Wednesday, April 9, 2014

GÜNEY AFRİKA





Fotoğraf albümü buradahttps://photos.app.goo.gl/D4177Cnju3AgfWyX9

Yıl 2007 , Aralık ayı. 2001 yılından beri programımızda olmasına ve her yıl gitmek için girişimde bulunmamıza rağmen başaramadığımız Güney Afrika için bir kere daha girişimde bulunmaya karar verdik.

2001 yılında Güney Afrika için para yatırdığımız tur iptal edilmiş ve Kuzey Afrika’ya, Fas’a gitmiştik. Bu sefer daha şanslı hissediyoruz kendimizi. Uzun yıllardır bu sektörün içinde yer alan ODTÜ mezunu bir tur operatörünün düzenlediği tur’a katılmak üzere paramızı yatırdık. Orada herhangi bir sürpriz ile karşılaşmamak için de gezide düzenlenecek her türlü ilave ücrete tabi “extra” ların da ücretini peşinen ödedik. Gezi tarihine iki gün kala şirketten telefon geldi.

Söylenen ilk şey “Tura katılan sayısı az olduğu için…….”.

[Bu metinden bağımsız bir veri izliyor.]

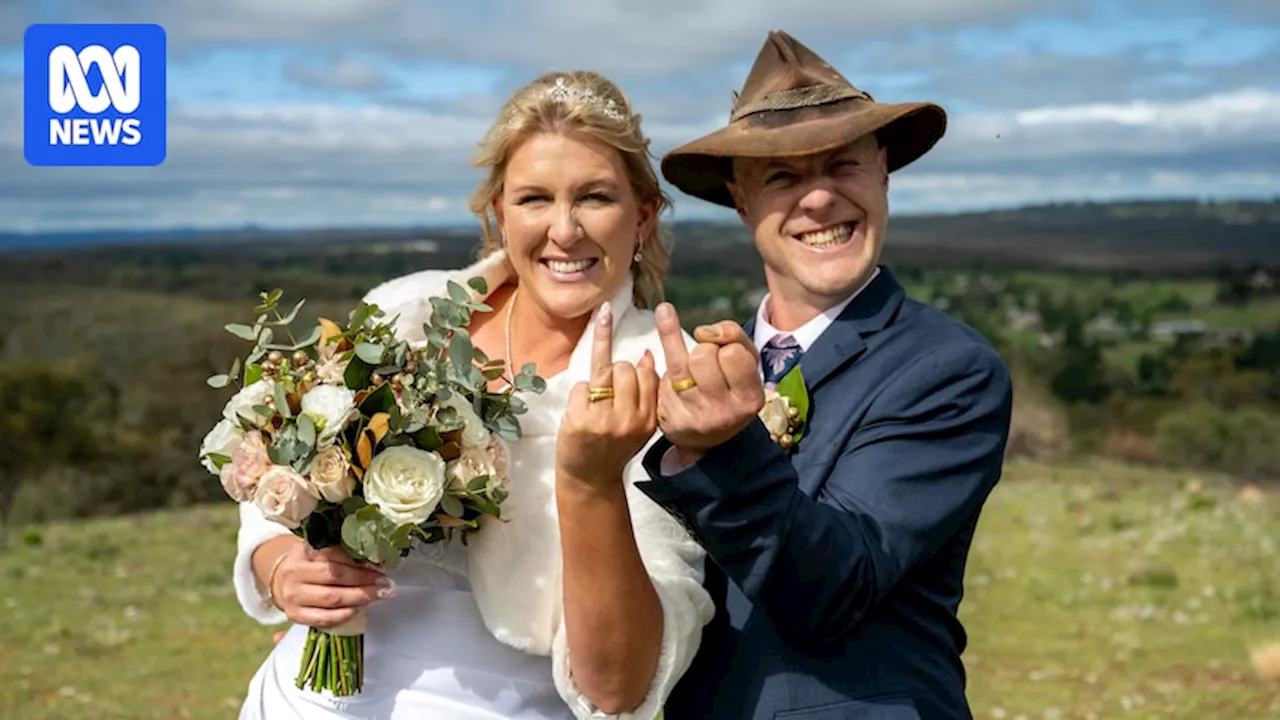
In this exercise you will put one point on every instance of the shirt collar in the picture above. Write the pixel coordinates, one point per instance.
(809, 332)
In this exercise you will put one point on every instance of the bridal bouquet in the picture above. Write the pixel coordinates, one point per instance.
(351, 437)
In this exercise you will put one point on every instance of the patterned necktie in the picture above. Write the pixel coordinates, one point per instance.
(778, 356)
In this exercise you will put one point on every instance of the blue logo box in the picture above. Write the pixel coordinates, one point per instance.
(94, 95)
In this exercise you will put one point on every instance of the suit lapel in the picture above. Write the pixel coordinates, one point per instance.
(844, 341)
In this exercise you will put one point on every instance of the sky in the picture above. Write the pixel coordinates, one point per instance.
(344, 113)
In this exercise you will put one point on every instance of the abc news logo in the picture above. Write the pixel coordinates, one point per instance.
(68, 89)
(94, 95)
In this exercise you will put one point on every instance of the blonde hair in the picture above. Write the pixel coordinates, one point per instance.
(588, 103)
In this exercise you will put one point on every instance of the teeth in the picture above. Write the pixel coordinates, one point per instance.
(830, 236)
(575, 267)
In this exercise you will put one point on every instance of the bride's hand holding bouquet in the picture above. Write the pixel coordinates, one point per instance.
(361, 445)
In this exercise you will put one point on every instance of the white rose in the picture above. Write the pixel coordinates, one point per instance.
(330, 408)
(286, 497)
(223, 440)
(775, 413)
(475, 461)
(241, 405)
(330, 474)
(405, 483)
(474, 433)
(471, 464)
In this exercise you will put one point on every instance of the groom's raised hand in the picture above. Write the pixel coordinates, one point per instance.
(711, 392)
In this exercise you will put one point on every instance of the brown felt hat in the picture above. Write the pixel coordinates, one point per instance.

Lafın bitmesini beklemeden,

“Biz bu filmi daha önceden gördük. Güney olmadı, Kuzey Afrika verelim lafını kabul etmiyoruz artık” dedik.

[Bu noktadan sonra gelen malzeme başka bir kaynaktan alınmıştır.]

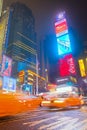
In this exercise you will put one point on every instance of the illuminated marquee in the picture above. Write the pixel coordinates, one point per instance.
(64, 46)
(82, 68)
(67, 66)
(6, 66)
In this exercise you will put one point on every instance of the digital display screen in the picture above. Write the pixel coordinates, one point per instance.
(6, 66)
(61, 27)
(82, 68)
(67, 66)
(9, 84)
(64, 46)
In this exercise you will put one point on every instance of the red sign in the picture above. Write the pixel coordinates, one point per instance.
(61, 27)
(67, 66)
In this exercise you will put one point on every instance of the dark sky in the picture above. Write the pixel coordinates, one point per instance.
(45, 13)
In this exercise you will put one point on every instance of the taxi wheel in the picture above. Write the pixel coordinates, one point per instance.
(41, 105)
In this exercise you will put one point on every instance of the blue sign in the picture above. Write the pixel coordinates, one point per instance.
(64, 46)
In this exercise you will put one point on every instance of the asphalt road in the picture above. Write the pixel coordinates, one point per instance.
(47, 119)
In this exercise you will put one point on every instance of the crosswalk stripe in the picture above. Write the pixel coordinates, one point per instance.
(39, 121)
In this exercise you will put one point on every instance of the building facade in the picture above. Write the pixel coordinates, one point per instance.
(21, 46)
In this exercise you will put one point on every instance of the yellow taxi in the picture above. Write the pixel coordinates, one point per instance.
(62, 101)
(13, 103)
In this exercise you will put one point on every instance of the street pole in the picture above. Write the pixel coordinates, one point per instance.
(36, 75)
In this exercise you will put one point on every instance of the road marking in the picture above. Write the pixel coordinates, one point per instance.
(60, 121)
(63, 123)
(24, 118)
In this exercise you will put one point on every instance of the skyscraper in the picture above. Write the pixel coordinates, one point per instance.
(21, 46)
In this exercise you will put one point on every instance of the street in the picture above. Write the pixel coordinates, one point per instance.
(47, 119)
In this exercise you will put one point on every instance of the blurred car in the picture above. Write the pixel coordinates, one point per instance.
(62, 101)
(13, 103)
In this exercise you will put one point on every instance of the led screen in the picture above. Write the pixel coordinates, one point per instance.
(9, 84)
(82, 68)
(61, 28)
(6, 66)
(67, 66)
(64, 46)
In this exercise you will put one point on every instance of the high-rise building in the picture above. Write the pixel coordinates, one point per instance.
(1, 4)
(21, 45)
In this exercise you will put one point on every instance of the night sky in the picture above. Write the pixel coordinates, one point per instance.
(45, 13)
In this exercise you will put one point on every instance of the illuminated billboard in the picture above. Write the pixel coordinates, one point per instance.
(67, 66)
(3, 32)
(61, 27)
(64, 46)
(9, 84)
(82, 68)
(6, 66)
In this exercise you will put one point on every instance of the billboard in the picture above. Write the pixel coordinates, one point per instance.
(6, 66)
(64, 46)
(67, 66)
(21, 66)
(9, 84)
(82, 68)
(61, 27)
(3, 32)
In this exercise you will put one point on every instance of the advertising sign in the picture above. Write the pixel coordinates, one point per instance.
(82, 68)
(6, 66)
(3, 33)
(9, 84)
(64, 46)
(61, 27)
(67, 66)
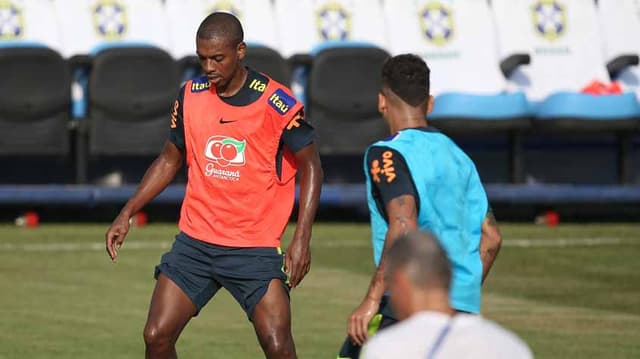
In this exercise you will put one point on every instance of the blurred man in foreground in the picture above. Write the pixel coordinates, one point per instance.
(419, 275)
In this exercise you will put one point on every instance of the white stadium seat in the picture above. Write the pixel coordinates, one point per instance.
(89, 24)
(620, 21)
(305, 24)
(29, 21)
(563, 39)
(455, 37)
(186, 15)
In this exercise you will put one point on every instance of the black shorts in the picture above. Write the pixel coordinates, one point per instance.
(200, 269)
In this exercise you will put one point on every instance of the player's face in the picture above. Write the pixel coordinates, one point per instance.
(220, 59)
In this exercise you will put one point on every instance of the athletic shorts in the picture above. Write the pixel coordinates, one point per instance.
(200, 269)
(383, 319)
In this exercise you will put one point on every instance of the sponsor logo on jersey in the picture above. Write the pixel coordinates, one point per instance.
(200, 84)
(11, 21)
(224, 152)
(383, 167)
(257, 85)
(281, 102)
(174, 114)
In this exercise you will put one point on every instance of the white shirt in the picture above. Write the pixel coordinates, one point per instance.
(461, 336)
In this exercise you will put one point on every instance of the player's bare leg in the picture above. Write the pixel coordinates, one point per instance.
(169, 313)
(272, 322)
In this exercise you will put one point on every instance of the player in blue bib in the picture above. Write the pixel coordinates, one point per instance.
(418, 178)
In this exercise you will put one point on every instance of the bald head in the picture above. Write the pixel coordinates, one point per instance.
(420, 256)
(221, 25)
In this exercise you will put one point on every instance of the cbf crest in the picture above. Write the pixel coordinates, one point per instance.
(436, 20)
(226, 6)
(334, 22)
(549, 19)
(110, 19)
(11, 21)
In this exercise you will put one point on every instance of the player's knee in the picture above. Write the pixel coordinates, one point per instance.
(155, 336)
(279, 346)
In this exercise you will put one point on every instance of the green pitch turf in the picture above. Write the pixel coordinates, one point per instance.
(570, 292)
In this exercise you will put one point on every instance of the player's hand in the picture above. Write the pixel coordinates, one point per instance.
(359, 319)
(297, 260)
(115, 235)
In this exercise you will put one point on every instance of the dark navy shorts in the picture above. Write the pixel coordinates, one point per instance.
(200, 269)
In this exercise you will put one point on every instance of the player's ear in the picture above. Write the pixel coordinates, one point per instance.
(430, 104)
(382, 103)
(241, 50)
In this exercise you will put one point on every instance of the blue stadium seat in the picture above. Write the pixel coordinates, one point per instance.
(563, 40)
(125, 78)
(35, 92)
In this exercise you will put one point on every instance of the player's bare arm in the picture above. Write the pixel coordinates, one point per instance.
(490, 243)
(298, 255)
(158, 176)
(403, 217)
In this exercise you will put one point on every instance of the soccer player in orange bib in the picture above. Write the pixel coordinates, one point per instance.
(243, 138)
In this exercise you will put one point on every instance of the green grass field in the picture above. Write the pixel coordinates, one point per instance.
(570, 292)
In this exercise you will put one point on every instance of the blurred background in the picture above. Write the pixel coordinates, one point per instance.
(542, 94)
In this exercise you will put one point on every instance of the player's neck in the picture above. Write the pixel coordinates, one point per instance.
(433, 301)
(236, 83)
(408, 122)
(406, 117)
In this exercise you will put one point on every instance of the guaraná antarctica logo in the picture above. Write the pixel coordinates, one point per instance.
(226, 6)
(11, 21)
(334, 22)
(437, 23)
(549, 19)
(110, 19)
(225, 151)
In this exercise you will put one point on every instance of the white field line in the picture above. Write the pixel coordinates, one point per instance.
(133, 245)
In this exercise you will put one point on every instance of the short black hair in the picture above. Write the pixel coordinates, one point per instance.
(221, 25)
(421, 256)
(407, 76)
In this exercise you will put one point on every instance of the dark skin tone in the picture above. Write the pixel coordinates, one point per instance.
(403, 217)
(170, 309)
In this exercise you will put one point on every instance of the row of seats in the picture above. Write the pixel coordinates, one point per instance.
(505, 66)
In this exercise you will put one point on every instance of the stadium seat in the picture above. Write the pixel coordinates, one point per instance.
(304, 24)
(620, 21)
(259, 31)
(342, 98)
(35, 93)
(564, 42)
(336, 48)
(563, 39)
(132, 80)
(457, 40)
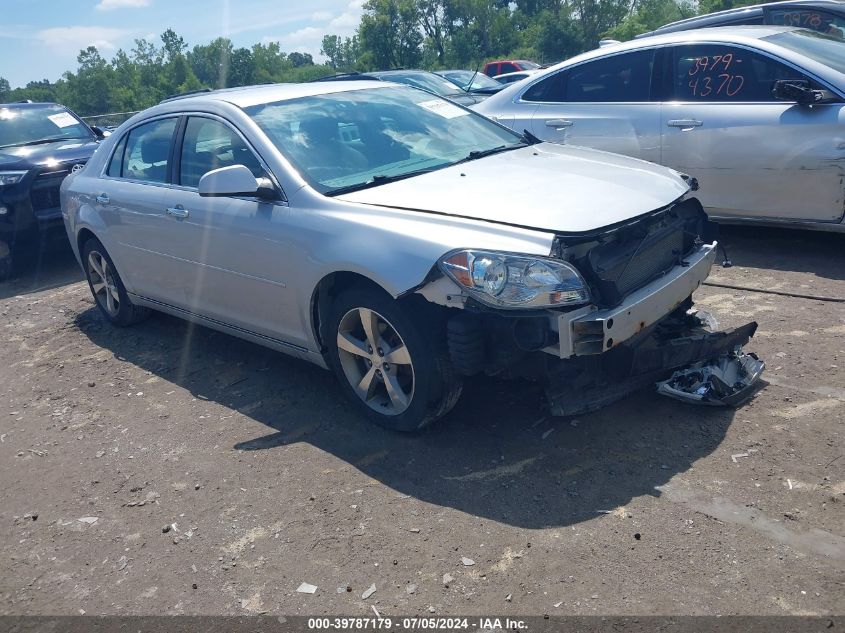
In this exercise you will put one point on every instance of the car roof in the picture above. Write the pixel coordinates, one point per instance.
(751, 10)
(726, 34)
(30, 104)
(246, 96)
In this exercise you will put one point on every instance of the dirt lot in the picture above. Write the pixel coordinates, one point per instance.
(268, 479)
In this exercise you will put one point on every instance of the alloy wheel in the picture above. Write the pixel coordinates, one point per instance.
(375, 361)
(103, 284)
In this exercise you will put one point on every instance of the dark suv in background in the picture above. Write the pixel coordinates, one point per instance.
(40, 143)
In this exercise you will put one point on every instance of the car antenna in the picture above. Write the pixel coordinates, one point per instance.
(469, 85)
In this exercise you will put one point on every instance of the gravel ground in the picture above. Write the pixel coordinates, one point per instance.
(171, 469)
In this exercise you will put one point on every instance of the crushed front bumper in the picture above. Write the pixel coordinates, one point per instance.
(594, 382)
(589, 331)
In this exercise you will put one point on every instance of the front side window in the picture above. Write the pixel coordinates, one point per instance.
(825, 49)
(820, 21)
(361, 138)
(724, 73)
(209, 144)
(147, 153)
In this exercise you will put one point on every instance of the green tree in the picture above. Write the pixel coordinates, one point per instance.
(342, 53)
(389, 34)
(210, 62)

“Yok öyle değil. Bizim tur iptal oldu ama biz sizi başka bir şirketin Güney Afrika turuna devrettik. Üstelik o tur, bir miktar daha ucuz. Büromuza gelirseniz hem gerekli açıklamaları yaparız, hem
ücret farkını iade ederiz.” dediler.

Devredildiğimiz tur şirketinin de kurucusu da ODTÜ’ lü ve de İE . Yani iyi tanıdığımız biri. İnatla Güney Afrika’yı istediğimiz için itiraz etmedik. Gerekli bağlantıları yeni şirketle de kurarak gezi programına başladık.

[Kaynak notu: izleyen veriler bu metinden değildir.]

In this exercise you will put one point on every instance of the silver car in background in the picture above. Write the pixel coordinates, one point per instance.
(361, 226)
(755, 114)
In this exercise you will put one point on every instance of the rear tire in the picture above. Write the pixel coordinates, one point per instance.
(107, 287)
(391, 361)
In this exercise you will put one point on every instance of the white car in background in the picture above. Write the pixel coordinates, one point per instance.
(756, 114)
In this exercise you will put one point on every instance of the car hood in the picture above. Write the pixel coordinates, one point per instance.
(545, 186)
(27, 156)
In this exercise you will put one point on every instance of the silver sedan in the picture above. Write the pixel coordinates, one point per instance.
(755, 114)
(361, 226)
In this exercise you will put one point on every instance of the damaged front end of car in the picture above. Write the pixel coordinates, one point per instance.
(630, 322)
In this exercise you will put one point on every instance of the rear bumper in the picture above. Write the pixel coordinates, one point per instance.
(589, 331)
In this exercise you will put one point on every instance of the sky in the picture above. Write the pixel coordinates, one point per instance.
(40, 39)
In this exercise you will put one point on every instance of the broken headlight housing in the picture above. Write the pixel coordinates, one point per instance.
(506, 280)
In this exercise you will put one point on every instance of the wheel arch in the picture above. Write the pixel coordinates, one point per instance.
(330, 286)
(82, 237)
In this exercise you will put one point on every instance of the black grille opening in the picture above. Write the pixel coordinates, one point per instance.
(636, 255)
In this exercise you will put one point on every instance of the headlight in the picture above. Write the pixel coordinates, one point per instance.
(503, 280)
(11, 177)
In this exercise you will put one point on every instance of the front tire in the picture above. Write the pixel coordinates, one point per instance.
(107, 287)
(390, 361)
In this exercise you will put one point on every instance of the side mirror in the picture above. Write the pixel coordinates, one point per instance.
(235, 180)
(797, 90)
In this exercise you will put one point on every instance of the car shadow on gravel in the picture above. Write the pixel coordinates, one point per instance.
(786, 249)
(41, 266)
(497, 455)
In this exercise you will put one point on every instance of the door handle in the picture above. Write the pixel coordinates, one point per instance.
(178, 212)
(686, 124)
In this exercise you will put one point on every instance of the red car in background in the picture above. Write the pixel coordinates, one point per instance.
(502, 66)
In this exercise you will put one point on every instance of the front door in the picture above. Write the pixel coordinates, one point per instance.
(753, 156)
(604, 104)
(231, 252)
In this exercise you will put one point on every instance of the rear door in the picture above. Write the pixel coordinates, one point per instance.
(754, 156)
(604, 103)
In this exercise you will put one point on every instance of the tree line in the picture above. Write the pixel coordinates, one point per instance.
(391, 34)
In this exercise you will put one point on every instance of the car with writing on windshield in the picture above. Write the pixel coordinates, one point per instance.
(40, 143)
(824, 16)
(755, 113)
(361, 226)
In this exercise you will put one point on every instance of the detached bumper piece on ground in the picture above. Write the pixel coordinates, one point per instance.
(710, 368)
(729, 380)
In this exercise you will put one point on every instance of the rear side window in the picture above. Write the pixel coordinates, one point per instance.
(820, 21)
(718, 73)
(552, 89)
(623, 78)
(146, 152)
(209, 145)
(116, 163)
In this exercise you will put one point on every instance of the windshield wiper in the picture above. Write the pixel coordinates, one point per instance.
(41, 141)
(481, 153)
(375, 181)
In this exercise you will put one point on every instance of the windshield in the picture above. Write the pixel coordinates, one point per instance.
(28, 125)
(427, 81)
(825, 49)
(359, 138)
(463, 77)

Güney Afrika , Afrika kıtasının en güney ucunda yer alıyor. Yüz ölçümü 1.221.000 km kare. 47 milyon nüfusu olan ülkede % 75 zenci, %15 beyaz ve % 10 diğer( Hintli ve benzeri). Okur yazar oranı %85. Resmi dil olarak 12 dil var. İngilizce ve Afrikano en çok konuşulan dil. Fert başına düşen gelir 6000 USD . Bu gelirin %95 i beyazların, kalanı diğerlerinin elinde diye söylersek gelir dağılımındaki durumu açıklamış oluruz. Resmi para birimi ZAR. Güney Afrika Rantı.

Güney Afrika’ nın bilinen tarihi Osmanlı İmparatorluğunun tüm Akdeniz’i sınırları içine alması ile başlıyor. Avrupa ile Hindistan ve Çin arasındaki ticaretin gerçekleştirildiği İpek Yolu da Osmanlıların eline geçince Avrupalılar başka yollar aramaya başlıyorlar. 1490 lı yıllarda Vasgo De Gama Afrika’nın Güneyinden dolaşıp Hindistan’a ulaşmayı başarınca Güney Afrika’nın önemi ortaya çıkıyor. Burada 1560 dan sonra kurulan limanlarla sömürgeciliğin temelleri atılmış. Önce Hollandalılar daha sonra Fransızlar ve onları yenen İngilizler sömürgecilik ve daha gaddar olan ırkçılık politikaları ile bölgenin hakimi olmuşlar. Birinci Dünya savaşından beri çok katı bir şekilde uygulanan (apartheid) ırkçı politika, 1991 yılında 30 yıldır hapiste tutulan zenci lider NELSON MANDELA’ nın Cumhurbaşkanlığına seçilmesi ile kaldırılmış ve nüfusun % 75 ini teşkil eden Afrikalı zencilere demokratik hakları verilmiş. Halen Mandela’nın halefi olan M’Beki Cumhurbaşkanı olarak bulunuyor. Yerine de Afrika Ulusal Kominist partisi başkanı Zuma’ nın geçmesi bekleniyor

Ülkenin sömürgeciliğe davetiye çıkaran çok önemli ve kıymetli doğal kaynakları bulunuyor. Bunların başında kömür, elmas, platin, krom ,demir ve diğer madenler geliyor.

Cape Town’a Uçuyoruz

Öncelikle, nazar değmesin THY son zamanlarda çok iyi diyerek başlayalım. THY’nin İstanbul - Cape Town uçuşu gece yarısı başlıyor.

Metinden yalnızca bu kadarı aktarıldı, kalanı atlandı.